Costs for preschool and day care are still climbing in the US, bucking the national trend of cooling prices, and squeezing parents already in the grips of inflation.
And this with another economic shock just around the corner when a federal grant program for childcare sunsets at the end of September.
The average price for daycare and preschool across the country increased 6% in July compared to a year ago, according to the latest data from the Bureau of Labor Statistics. On top of this, headline inflation showed prices rose 3.2% over the prior year in July and 3% in June, the least in two years.
But a double crunch of staff shortages and an end to pandemic funding is set to ratchet up the affordability challenges facing parents.
"Huge costs are being shouldered by families," said Brad Wilson, CEO of Care.com, a marketplace for families to find help caring for children, seniors, pets, and more.
A survey of child care providers by the National Association for the Education of Young Children found that 43% of childcare center directors and 37% of family childcare providers said they will be forced to raise tuition once the federal grants end.

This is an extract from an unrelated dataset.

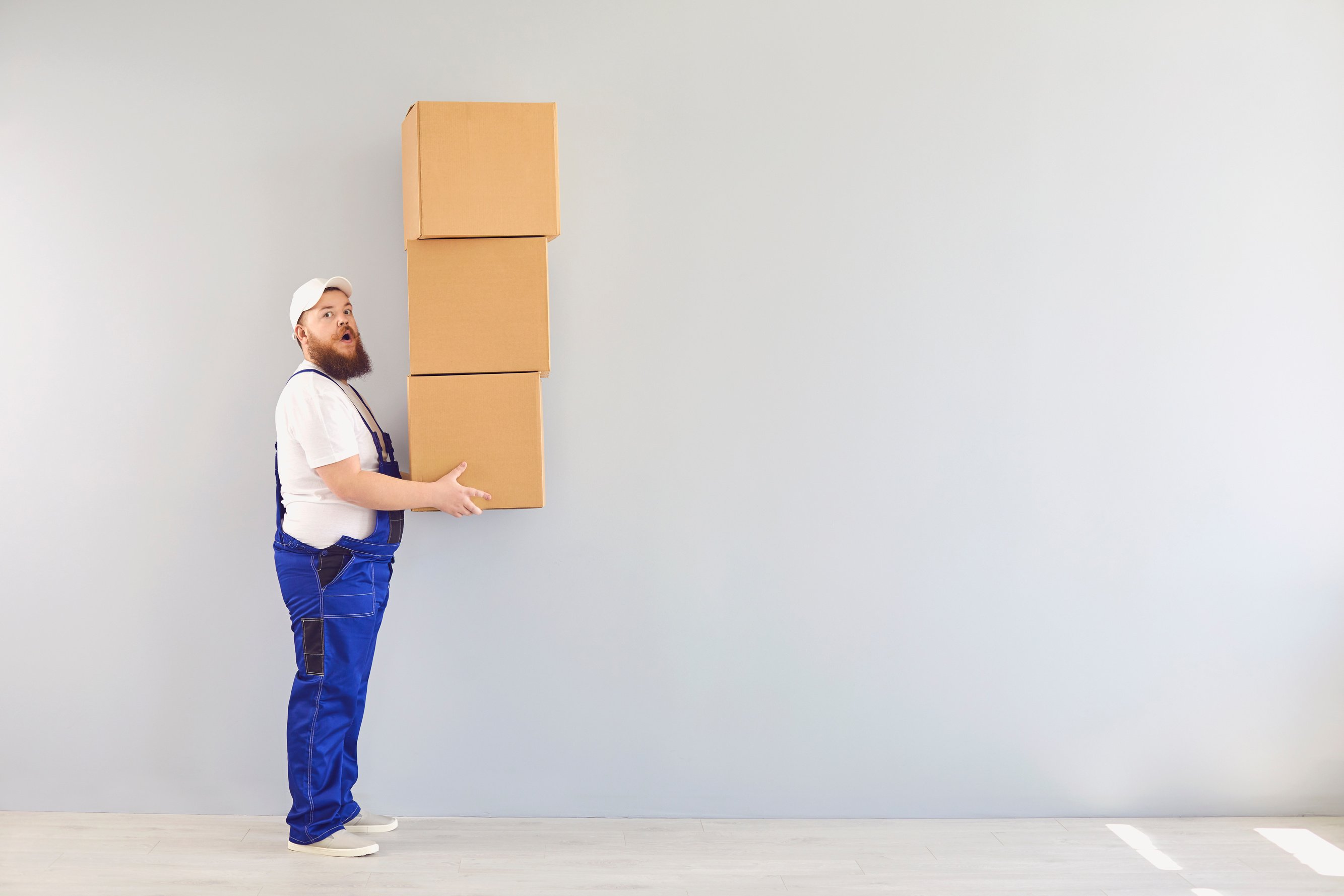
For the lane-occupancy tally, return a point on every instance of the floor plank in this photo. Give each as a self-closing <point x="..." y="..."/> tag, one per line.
<point x="77" y="855"/>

Childcare provider Bright Horizons (BFAM) reported earlier this month that the sunsetting of government funds would hurt its upcoming quarter. The company previously received about $9 million in government funding, but as the program expires that figure would shrink to as low as $5 million, the company said.

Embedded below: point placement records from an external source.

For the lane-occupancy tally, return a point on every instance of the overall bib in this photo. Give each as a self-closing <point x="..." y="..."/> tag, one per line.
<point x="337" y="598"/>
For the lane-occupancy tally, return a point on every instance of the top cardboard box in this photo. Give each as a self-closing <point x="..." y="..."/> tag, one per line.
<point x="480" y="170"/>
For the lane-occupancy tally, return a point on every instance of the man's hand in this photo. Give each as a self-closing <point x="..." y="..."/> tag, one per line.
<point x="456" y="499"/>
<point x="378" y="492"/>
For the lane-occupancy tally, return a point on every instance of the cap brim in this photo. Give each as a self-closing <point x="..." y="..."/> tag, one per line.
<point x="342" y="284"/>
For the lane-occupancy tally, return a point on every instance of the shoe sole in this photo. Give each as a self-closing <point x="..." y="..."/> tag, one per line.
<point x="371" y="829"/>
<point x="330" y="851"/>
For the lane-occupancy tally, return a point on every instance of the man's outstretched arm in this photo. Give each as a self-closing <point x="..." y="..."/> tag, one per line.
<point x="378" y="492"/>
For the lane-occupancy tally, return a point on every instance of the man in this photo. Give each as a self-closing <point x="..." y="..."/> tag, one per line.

More than 3 million children are projected to lose access to childcare nationwide, according to a recent report by the Century Foundation, which estimates that 70,000 childcare programs are likely to close once federal funding dries up.
Providers that manage to stay open will likely raise prices to offset the loss of funding, adding to the burden already facing many families.

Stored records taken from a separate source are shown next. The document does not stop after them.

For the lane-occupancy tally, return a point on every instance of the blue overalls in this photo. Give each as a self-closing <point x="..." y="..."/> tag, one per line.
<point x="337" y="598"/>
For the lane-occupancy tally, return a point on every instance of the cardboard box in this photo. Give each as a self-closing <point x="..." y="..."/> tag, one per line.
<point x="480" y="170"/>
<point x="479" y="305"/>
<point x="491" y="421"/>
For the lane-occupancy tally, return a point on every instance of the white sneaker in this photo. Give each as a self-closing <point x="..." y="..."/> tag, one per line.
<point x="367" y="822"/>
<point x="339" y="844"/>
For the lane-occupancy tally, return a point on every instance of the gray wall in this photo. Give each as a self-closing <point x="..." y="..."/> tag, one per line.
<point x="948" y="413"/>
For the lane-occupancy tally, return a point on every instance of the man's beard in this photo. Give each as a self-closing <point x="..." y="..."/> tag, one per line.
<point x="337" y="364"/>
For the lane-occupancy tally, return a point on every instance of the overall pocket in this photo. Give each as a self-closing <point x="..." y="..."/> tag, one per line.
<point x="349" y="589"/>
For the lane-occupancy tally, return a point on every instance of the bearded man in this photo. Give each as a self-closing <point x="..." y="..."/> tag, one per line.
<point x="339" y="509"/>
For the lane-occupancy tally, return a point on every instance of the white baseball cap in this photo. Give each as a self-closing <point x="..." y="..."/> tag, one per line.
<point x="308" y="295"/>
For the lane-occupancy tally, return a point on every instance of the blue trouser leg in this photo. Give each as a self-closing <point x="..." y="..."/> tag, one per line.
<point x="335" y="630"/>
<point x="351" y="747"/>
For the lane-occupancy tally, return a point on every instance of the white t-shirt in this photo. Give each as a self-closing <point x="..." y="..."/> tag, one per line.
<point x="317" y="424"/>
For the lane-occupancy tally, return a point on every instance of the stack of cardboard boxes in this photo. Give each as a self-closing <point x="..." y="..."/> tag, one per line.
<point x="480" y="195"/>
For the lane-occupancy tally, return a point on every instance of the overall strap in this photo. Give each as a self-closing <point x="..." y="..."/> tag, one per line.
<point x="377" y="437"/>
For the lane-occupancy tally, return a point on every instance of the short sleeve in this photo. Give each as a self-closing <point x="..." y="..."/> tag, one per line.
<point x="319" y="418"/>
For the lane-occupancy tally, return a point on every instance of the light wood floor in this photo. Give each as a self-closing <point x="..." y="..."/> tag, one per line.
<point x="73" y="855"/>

Childcare currently costs about 14% of median household income, according to researchers at the Federal Reserve Bank of St. Louis. But the costs of childcare vary widely based on geography, family size, and the age of a family's children, government data shows.
A recent Department of Labor report found that on the lower end, the average cost of childcare adds up to $5,357 per year — or about 8% of median family income — for school-aged kids in residential care in small counties.
But for infants in commercial daycare in big cities, the costs balloon to an average of $17,171, or nearly 20% of median family income. Expenses were especially acute for parents of infants, who require more staff supervision and smaller group sizes. And parents with multiple children face compounding costs.
And while rates are elevated across the country, counties in California, Massachusetts, and New York were among the most financially burdensome. Center-based infant care in the Bronx registered the most expensive in the nation — taking up nearly half an average family's income.
A 'persistent gap'
Even as more signs emerge that the Federal Reserve's fight against inflation is headed in the right direction, prices are still increasing for consumers and markedly so for parents of young children.
Bright Horizons, for instance, told investors earlier this month, "Labor costs and margins are pressured by higher wage rates, greater reliance on more costly agency staff, and inherent inefficiency at current occupancy levels."
And yet childcare still remains a low-paying industry.
Childcare workers who take care of infants, toddlers, and preschoolers and provide after-school care are among the lowest paid in the country, according to Labor Department data, making it hard for employers to attract workers.
Labor Department data showed average hourly earnings for childcare workers was $19.95 for the month of June, about 40% less than the average hourly pay for all private-sector service workers, which stood at $33.50 an hour.
And this challenge in the childcare market had been playing out even before the shock of the pandemic, Chloe Gibbs, an economics professor at the University of Notre Dame, told Yahoo Finance Live.
There has been a "persistent gap between the cost of providing high-quality care and the prices that families can afford," Gibbs added.
Researchers point to more parents returning to in-office work, the diminished pool of childcare workers, and higher wages as factors that could continue to increase costs.
"Thousands of daycare centers permanently closed during the pandemic, expanding the childcare desert crisis across the country. Fewer slots drive up the costs," Wilson said.
"Additionally, the caregiving workforce continues to contract due to low wages and lack of benefits."
In 2021, Congress passed the American Rescue Plan Act, which included $24 billion in grants to help stabilize the childcare industry and about $15 billion to help families afford care. But those funds are set to expire at the end of September, and a bitterly divided Washington is unlikely to grant additional financial relief.
Democrats have called on President Joe Biden to address the end of childcare subsidies by including funds in an emergency spending package that Congress is expected to consider next month.
Care.com's Wilson said the country needs more supportive policies at the state and federal levels to provide relief for families. He added that more employers should make childcare benefits table stakes, akin to health benefits.